Irakische Zerrbilder

Präsident Talabani schönt vor UN-Vollversammlung Lage in seinem Land

Von Karin Leukefeld *

Alles ist gut in Irak. So könnte man die Rede des irakischen Präsidenten Dschalal Talabani [externer Link] zusammenfassen, die er am Wochenende vor der 66. UN-Vollversammlung hielt. Doch die Realität sieht anders aus.

Das Land sei auf dem besten Wege, ein demokratischer Staat zu werden, sagte Talabani in New York. »Verankert in Frieden und Rechtsstaatlichkeit« könnten »alle Gemeinschaften unabhängig von ihrer religiösen, ethnischen oder politischen Zugehörigkeit harmonisch zusammenleben«. Es sei gelungen, die (UNO-)Sanktionen und alle Einschränkungen abzuschütteln, die nach der Kuwait-Invasion unter Saddam Hussein 1990 über das Land verhängt worden waren, betonte der Präsident.

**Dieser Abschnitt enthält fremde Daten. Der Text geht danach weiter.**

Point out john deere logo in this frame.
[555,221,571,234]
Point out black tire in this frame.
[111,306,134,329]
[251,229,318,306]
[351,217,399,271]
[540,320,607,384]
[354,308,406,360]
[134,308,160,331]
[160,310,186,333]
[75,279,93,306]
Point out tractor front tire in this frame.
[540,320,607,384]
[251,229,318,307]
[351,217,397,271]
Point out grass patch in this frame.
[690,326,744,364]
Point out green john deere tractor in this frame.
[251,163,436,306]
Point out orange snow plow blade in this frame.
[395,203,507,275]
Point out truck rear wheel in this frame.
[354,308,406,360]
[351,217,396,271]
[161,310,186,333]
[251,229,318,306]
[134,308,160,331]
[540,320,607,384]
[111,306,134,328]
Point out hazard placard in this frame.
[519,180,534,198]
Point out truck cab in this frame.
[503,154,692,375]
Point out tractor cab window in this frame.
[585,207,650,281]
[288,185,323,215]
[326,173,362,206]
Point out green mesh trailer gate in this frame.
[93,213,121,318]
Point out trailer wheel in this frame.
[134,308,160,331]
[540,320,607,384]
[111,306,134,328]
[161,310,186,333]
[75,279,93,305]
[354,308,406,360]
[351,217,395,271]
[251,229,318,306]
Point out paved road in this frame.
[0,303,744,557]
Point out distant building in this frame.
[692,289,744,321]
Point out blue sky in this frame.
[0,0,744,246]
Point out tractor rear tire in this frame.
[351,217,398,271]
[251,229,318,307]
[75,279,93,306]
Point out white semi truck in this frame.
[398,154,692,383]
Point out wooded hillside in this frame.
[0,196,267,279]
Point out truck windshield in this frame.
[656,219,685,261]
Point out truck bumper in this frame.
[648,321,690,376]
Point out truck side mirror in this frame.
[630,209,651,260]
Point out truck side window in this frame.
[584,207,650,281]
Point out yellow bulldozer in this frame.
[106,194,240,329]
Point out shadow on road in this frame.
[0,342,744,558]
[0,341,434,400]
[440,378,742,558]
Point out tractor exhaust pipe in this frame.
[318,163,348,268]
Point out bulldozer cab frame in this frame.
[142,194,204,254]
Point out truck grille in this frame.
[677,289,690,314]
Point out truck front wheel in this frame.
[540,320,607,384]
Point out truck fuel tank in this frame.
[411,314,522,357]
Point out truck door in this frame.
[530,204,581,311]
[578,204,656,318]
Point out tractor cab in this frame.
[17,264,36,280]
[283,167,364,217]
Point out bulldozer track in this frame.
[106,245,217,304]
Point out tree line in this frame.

Nun sei die internationale Gemeinschaft eingeladen, in Irak zu investieren. Insbesondere für die Öl- und Gasförderung und beim Ausbau der Infrastruktur habe die Regierung mit neuen Gesetzen »ein angemessenes Klima geschaffen, das Investoren und ihr Kapital« schütze, warb Talabani. Die irakischen Behörden hätten bewiesen, dass sie die Sicherheit gewährleisten können, sollten die US-amerikanischen Truppen Ende des Jahres abziehen. Sie seien auch in der Lage, den Terrorismus zu bekämpfen. Irak verfolge eine Politik der »guten Partnerschaft«, zudem halte man sich an die internationalen Verpflichtungen.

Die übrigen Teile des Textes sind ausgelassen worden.